Monitoring of patients undergoing surgical or endovascular ablation of AF has evolved remarkably over the last years. Current guidelines emphasize the importance of achieving complete electrical PV isolation (1), a concept that cannot be taken for granted and should not be neglected given that PV reconnection rates are as high as 70% (1).
However, despite the large number of catheter ablation procedures, only few patients undergo multidisciplinary heart team discussion for proper decision making about hybrid AF ablation. Although various ablation strategies have been proposed and implemented into clinical practice (11–15), the success rate of catheter ablation in AF patients remains low, with wide variations in ablation techniques among operators. In our study, surgical AF ablation was unsuccessful in one fifth of patients likely due to the lack of mapping and catheter ablation. Increasing evidence suggests that the hybrid approach could represent a more aggressive, but very effective treatment for such patients (16).
Given the not negligible proportion of patients experiencing failed ablations with subsequent poorer long-term clinical outcomes and quality of life, it can be speculated that hybrid surgical-catheter ablation procedures combining a minimally invasive epicardial ablation with no sternotomy and cardiopulmonary bypass with a percutaneous endocardial approach may result in improved outcomes than either procedure alone (10). However, in our study, although all patients who had undergone two-staged hybrid ablation were discharged in sinus rhythm, we could not demonstrate the superiority of the hybrid procedure over isolated surgical ablation.
The main finding of our study was a significant reduction of AF recurrence in hybrid patients in whom adjunctive BB ablation was performed. In this respect, a few considerations are relevant: (i) BB ablation in the setting of a two-staged hybrid procedure is safe and highly effective; (ii) adding this surgical ablation target, where the BB is supposed to be anatomically located, was easy to perform without a significant increase in procedural time and without requiring further blunt dissection; and (iii) BB ablation does not increase the risk for periprocedural complications.
The results obtained were better than those recorded in other centers with hybrid procedures not targeting the BB (18–21).
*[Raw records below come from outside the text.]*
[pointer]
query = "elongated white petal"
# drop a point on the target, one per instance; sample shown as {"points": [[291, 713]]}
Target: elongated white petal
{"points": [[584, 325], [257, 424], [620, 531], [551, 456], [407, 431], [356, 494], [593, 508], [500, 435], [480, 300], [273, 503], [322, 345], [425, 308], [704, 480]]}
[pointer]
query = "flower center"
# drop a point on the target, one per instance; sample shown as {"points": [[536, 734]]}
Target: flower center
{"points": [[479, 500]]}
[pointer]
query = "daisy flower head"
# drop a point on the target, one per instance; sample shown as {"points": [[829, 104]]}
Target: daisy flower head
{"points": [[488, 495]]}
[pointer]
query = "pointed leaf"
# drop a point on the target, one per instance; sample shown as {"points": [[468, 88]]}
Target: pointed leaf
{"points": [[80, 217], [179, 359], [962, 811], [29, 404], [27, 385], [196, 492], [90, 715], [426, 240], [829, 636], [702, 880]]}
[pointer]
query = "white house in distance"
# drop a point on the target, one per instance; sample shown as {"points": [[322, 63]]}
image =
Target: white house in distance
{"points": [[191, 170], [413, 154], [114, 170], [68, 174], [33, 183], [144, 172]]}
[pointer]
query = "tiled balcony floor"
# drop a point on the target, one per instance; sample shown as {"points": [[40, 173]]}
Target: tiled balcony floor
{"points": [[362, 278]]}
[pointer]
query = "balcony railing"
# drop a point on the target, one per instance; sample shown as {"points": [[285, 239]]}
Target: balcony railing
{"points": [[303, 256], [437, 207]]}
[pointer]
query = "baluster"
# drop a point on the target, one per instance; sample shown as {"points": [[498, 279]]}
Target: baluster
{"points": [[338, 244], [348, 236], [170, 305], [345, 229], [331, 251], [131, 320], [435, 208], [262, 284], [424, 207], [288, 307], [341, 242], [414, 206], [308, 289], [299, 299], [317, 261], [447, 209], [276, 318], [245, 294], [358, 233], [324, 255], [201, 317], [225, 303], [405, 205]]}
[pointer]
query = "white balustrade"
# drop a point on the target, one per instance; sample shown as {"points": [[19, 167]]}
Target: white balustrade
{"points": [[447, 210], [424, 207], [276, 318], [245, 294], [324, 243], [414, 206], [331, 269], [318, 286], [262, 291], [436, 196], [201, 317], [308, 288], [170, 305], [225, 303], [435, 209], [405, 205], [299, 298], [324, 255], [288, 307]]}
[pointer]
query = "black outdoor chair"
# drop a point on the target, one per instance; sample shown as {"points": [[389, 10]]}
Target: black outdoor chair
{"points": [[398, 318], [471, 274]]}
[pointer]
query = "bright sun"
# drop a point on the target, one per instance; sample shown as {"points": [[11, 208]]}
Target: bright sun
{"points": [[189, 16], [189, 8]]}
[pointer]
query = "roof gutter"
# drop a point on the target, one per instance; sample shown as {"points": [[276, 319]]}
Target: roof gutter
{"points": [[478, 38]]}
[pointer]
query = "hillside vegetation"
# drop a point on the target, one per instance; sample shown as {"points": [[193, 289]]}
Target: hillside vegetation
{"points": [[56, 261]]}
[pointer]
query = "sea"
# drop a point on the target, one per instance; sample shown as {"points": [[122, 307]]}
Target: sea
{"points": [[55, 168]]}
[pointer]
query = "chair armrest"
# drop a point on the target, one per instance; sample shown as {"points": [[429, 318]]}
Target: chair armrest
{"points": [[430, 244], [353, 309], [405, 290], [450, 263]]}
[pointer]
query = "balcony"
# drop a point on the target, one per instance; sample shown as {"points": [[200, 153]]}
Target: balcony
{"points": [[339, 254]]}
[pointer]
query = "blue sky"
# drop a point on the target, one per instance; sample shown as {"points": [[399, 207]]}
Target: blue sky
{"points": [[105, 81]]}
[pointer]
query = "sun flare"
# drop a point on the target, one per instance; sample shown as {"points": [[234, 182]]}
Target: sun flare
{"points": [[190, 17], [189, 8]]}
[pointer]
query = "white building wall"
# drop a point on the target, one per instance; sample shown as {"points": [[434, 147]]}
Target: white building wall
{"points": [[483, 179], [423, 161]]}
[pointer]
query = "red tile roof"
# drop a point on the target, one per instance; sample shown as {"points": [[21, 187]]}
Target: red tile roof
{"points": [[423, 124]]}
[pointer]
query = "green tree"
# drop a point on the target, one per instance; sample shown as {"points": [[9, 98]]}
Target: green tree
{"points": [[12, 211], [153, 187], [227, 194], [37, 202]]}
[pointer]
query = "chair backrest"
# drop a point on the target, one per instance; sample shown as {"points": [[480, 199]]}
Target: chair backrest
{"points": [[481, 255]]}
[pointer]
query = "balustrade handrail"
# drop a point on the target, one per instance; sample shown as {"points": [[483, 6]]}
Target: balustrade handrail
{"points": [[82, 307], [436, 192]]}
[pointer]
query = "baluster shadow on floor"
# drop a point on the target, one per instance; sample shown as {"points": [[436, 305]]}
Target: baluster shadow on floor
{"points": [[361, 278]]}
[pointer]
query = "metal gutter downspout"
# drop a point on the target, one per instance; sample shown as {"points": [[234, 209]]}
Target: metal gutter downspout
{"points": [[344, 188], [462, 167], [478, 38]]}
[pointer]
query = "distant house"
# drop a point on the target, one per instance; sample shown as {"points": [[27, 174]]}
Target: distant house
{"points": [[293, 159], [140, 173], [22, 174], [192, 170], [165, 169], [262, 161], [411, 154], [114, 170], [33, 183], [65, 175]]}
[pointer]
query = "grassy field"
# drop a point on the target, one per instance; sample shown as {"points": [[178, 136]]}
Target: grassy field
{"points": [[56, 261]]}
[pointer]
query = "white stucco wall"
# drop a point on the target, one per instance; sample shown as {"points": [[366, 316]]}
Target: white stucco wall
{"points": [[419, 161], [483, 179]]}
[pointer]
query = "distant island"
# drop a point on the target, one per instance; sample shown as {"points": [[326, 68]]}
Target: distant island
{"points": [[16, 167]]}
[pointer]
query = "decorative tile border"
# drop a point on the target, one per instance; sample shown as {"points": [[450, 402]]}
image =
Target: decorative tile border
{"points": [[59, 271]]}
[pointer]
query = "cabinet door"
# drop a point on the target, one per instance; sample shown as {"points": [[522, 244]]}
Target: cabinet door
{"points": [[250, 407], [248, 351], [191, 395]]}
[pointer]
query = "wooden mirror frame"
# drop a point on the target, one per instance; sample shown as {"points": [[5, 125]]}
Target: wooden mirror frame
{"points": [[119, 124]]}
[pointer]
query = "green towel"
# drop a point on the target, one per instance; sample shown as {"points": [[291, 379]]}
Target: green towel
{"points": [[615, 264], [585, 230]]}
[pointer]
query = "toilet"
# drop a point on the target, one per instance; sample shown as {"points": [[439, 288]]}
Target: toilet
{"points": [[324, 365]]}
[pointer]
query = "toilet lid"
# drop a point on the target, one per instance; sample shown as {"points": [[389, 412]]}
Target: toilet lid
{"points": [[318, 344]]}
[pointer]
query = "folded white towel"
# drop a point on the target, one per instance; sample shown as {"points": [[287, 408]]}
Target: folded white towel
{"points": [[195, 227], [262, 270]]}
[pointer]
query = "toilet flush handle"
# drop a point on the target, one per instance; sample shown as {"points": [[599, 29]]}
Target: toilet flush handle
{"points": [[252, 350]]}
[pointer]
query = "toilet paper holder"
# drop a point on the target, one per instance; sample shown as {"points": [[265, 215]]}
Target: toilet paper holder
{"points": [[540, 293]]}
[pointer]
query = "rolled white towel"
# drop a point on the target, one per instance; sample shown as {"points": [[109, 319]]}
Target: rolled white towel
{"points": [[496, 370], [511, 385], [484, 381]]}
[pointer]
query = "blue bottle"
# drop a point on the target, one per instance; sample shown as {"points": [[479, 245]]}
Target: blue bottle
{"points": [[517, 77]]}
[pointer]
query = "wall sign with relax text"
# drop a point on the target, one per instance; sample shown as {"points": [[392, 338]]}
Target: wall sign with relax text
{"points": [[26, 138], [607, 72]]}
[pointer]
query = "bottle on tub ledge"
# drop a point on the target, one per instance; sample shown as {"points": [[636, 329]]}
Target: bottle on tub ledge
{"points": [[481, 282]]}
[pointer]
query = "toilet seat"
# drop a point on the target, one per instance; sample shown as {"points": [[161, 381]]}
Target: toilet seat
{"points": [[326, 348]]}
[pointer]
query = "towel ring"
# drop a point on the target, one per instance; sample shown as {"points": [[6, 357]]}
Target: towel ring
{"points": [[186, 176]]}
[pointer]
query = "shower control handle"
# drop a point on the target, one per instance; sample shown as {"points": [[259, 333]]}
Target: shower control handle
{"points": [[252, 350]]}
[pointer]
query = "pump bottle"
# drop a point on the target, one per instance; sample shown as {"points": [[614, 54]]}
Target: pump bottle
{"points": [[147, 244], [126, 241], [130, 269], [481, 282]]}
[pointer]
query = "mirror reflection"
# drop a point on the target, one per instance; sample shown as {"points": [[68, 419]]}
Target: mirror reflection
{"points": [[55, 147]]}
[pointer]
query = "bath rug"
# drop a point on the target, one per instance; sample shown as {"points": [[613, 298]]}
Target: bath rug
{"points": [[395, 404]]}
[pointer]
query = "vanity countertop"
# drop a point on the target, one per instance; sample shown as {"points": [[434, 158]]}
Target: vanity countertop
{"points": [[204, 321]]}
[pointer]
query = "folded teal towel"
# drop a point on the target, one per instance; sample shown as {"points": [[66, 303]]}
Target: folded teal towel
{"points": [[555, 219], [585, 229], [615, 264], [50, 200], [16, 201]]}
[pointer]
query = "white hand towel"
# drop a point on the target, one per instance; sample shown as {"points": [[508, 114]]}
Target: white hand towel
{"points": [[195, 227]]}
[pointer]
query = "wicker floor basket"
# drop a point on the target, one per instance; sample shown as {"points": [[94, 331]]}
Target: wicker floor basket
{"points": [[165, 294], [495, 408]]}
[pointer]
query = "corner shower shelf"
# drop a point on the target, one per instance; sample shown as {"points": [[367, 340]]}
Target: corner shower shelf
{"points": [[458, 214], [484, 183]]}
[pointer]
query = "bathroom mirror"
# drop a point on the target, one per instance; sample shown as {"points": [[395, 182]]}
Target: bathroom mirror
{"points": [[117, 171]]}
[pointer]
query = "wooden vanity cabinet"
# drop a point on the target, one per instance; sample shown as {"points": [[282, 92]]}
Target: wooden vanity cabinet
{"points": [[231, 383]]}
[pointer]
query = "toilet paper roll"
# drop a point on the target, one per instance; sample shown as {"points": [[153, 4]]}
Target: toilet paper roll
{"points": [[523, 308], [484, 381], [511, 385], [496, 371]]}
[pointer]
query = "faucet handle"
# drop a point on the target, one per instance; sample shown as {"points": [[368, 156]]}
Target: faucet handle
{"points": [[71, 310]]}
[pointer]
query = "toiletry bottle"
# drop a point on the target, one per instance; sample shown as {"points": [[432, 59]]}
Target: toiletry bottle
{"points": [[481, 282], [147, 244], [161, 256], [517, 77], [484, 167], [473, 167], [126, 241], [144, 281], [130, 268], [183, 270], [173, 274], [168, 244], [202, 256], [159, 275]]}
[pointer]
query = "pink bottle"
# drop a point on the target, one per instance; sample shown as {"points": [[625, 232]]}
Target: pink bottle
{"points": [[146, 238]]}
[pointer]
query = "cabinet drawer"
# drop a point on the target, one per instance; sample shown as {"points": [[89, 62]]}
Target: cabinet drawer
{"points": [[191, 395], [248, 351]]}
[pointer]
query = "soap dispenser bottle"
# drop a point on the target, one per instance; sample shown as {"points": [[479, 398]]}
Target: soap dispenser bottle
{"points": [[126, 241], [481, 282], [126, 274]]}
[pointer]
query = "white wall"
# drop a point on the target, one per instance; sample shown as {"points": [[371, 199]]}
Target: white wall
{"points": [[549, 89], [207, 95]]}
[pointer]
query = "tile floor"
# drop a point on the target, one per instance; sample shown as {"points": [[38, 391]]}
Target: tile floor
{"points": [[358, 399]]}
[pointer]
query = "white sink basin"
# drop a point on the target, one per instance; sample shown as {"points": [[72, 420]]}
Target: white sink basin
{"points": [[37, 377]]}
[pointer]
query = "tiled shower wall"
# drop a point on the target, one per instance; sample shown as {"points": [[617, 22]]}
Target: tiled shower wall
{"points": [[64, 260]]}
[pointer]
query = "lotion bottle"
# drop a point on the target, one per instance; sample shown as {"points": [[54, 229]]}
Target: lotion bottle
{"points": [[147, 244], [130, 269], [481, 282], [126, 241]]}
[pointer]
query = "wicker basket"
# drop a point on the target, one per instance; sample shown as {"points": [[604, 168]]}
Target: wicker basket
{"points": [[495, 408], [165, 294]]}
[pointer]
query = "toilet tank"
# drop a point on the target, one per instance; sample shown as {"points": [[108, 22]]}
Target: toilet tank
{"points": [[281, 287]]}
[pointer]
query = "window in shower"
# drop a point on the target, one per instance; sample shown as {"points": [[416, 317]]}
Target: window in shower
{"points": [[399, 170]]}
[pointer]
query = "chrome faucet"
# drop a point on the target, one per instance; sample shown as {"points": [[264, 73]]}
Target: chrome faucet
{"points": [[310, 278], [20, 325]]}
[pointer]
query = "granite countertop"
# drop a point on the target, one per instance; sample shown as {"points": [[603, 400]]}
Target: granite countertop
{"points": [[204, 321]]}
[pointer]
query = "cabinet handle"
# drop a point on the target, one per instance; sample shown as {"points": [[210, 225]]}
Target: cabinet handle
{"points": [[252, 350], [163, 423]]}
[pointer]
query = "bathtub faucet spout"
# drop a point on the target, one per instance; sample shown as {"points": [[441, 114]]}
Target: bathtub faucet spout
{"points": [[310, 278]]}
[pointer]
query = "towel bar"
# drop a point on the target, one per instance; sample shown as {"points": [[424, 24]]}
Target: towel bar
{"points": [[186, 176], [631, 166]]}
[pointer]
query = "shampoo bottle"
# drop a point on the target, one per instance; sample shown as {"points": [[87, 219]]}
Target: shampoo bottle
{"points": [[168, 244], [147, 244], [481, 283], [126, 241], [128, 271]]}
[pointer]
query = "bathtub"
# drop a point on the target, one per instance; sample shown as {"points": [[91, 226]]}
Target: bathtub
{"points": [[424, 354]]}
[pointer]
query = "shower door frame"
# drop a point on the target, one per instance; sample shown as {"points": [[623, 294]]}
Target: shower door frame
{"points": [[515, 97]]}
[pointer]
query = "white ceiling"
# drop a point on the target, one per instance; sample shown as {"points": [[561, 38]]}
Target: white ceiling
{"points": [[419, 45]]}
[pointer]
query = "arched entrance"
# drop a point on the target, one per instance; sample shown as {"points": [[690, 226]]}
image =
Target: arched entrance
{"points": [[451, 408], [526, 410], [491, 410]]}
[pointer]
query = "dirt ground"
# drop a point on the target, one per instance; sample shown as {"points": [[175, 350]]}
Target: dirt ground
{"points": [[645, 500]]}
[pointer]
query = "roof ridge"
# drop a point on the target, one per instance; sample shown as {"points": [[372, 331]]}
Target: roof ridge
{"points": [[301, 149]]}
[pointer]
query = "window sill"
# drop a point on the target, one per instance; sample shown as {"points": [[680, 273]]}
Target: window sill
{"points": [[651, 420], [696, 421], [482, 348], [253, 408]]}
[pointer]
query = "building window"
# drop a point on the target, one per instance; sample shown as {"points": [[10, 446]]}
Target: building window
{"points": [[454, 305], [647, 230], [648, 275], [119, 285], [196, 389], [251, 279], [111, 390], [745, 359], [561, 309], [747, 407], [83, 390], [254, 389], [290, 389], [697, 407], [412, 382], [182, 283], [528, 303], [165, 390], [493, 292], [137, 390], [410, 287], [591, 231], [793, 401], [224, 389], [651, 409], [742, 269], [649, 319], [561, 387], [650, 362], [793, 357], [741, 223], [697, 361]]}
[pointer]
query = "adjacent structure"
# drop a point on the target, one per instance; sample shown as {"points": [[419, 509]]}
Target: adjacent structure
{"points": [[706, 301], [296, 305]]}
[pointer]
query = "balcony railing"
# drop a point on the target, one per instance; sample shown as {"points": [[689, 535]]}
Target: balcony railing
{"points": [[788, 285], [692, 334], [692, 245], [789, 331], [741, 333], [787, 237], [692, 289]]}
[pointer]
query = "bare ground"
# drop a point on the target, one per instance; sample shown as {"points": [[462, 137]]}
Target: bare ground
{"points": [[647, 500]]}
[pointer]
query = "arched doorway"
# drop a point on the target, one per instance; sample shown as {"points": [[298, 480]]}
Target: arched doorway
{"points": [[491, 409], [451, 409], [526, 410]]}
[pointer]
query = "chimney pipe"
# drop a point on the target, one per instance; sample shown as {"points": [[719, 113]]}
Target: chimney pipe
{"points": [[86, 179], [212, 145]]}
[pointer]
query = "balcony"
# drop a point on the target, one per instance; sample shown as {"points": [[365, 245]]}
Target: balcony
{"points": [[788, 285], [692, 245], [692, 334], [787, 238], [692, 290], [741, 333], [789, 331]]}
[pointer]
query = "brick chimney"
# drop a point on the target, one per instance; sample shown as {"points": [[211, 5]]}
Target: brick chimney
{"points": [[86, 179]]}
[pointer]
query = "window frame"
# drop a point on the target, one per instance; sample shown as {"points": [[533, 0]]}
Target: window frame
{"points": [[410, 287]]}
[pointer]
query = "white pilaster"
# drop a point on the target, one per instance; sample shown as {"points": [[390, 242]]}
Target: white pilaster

This could be due to the fact that the BB may be involved in a number of unstable reentrant circuits, and we hypothesized that an effective lesion in the BB would prevent induction and maintenance of AF.
It is worth noting that current guidelines also suggest that catheter ablation should be reserved for patients with AF which remains symptomatic despite optimal medical therapy (1). Besides the clear indication for the need of providing practitioners and institutions with tools to measure the quality of care that AF patients receive so as to identify opportunities for improvement, the impact of lesion sets in addition to PV isolation is still uncertain. The debate remains therefore open and guidelines prompt us to improve the quality of our treatment strategies. Our study contributes in that direction by performing adjunctive BB ablation with the aim to improve the outcome. Adjunctive BB ablation in the setting of a hybrid surgical approach using minithoracotomy was safe, with an intraoperative complication rate similar to hybrid surgical ablation not targeting the BB (1% vs 3%, p = 0.42)
Prospective, registry-based data show that approximately 4–14% of patients undergoing catheter AF ablation experience complications, which means that these data do not differ from those reported with thoracoscopic surgical ablation (1). Our results show that the rate of intraoperative complications, either with or without adjunctive BB ablation, is similar to that observed with the endoscopic or thoracoscopic approach but such complications can be safely managed through a right minithoracotomy performed under direct vision. Despite being considered more invasive and burdened by higher risk, minimally invasive surgical ablation through a right minithoracotomy can also allow to address technical challenges when performing additional lesion lines (e.g. adjunctive BB ablation (9)), which seem to confer encouraging results but are not considered yet in current guidelines due to the lack of sufficient evidence.
In addition to safety aspects, a few considerations on efficacy deserve mentioning. The FAST trial randomized patients who were prone to AF catheter-ablation failure (i.e. failed previous ablation or left atrial dilation and hypertension) and reported common but substantially lower AF recurrence rates after thoracoscopic compared with catheter ablation (56% vs. 87%) at long-term follow-up (22). In our study, among the 30 patients who had undergone adjunctive BB ablation, only one (3%) had recurrent AF at a mean follow-up of 47 (45–49) months. This efficacy outcome is promising but a larger study sample from a multicenter study is required to confirm our results.
In conclusion, we believe that both isolated surgical or catheter ablation of AF are destined to provide unsatisfactory results but, at present, only few data are available for the hybrid approach. It would be interesting to understand why the high number of catheter ablation procedures is not counterbalanced by a proportionate number of hybrid procedures.